If he cannot get money, he cannot meet his obligations; for he cannot pay in merchandise or real estate. The money is not to be had; that is, if the banks would accomplish what they must do to save their credit.

Of course, there are individuals and institutions, who, in consideration of high premiums and full security, will grant accommodations to a limited amount. He may try to get along, sacrificing his property to save his name, and paying twenty-four or thirty-six per cent for loans. Perhaps, if others stood well, he might get through; but all are not so firm as himself. Most have less accumulation and less credit. His debtors fail to pay: how can he answer his creditors? If he tries to go through, the payments are all one way, like the tracks about the lion's den. He has to pay both sides of the ledger.

We have spoken of the credit element of a mixed currency. But panic, suspicion, apprehension, are the deadly enemies of credit: when these are aroused in the community, it cannot go abroad. Just as nearly as the object can be accomplished in the time given, all forms of credit will be withdrawn. But this will produce, in its several degrees, stringency, distress, panic, ruin.

Is it, then, too much to say that credit is not reliable for the discharge of indebtedness?

The element of credit introduces a direct hostility between the interests of those who control the currency and those who wish to use it. The interest of the one requires that the notes shall be withdrawn. The interest, nay, the life, of the other requires that they shall be kept in circulation. Is there any such hostility in a value currency? Not at all. No matter how intense the apprehension, how manifold the suspicion, how frenzied the panic, there is never a moment when it is not better for the owner that such money should be used than kept out of use.

"We have said that a sudden and severe contraction is necessary whenever any cause threatens the specie basis of a mixed currency. Such a contraction deprives the community of the means of meeting obligations undertaken when the currency was redundant.

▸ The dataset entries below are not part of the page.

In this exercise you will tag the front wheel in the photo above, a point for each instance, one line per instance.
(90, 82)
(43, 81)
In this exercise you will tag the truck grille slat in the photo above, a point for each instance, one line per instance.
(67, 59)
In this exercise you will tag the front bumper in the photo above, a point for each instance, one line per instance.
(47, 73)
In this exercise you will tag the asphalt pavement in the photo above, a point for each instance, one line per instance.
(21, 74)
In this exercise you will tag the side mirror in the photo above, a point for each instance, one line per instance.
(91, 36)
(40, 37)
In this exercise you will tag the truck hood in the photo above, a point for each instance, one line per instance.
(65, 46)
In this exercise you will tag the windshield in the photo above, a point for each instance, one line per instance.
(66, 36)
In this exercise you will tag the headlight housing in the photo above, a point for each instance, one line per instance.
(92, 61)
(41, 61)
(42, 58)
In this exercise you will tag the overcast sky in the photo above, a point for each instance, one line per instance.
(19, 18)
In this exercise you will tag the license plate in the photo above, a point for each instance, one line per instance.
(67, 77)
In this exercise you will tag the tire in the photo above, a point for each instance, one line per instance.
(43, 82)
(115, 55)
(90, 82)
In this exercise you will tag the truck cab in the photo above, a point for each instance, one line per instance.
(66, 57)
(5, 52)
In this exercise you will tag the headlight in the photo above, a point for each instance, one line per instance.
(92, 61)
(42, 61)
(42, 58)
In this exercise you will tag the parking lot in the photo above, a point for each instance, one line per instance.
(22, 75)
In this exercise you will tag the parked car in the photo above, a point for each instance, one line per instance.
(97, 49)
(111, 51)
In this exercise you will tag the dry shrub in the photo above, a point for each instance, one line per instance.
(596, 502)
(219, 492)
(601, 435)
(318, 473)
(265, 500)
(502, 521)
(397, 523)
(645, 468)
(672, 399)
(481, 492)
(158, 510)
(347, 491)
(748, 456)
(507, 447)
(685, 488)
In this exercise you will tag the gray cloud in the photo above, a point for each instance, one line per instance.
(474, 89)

But this contraction, when it has become inevitable, does not take place without danger and loss to the banks themselves; danger and loss being the proper consequences of such operations. The banks make no more loans, or as few as possible. The means of discharging debts become less and less in the community each succeeding day, until the rate of interest goes up to two or three per cent a month, and money can hardly be had at all.

The banks now find themselves in this dilemma: if they make loans, they must keep paying out their specie. This will soon become exhausted, and they must suspend and be dishonored. If they do not continue to accommodate their customers with the usual means of paying debts, the latter must succumb. But, if their customers generally fail, the banks will lose their capital (it being chiefly in the form of notes given by individuals), and be permanently ruined. The history of the country shows on which horn of the dilemma they choose to be impaled. They suspend or stop specie payments, and then furnish the public with an abundance of their notes, such as they are.

After this has been accomplished, and after the credit of the banks has been exchanged for the credit of the individuals who owe them, and after the demand for specie has ceased, the banks can resume payments.

It may be said, at this point, that the result we have reached does not seem very formidable; that, let it but be understood the banks are to suspend in such circumstances, we can by this means still have the advantages of a mixed currency in favorable times, and relieve the distress when a contraction is threatened. The answer to this plea will be deferred to the chapter on " Fallacies," in preference to interrupting the present line of argument.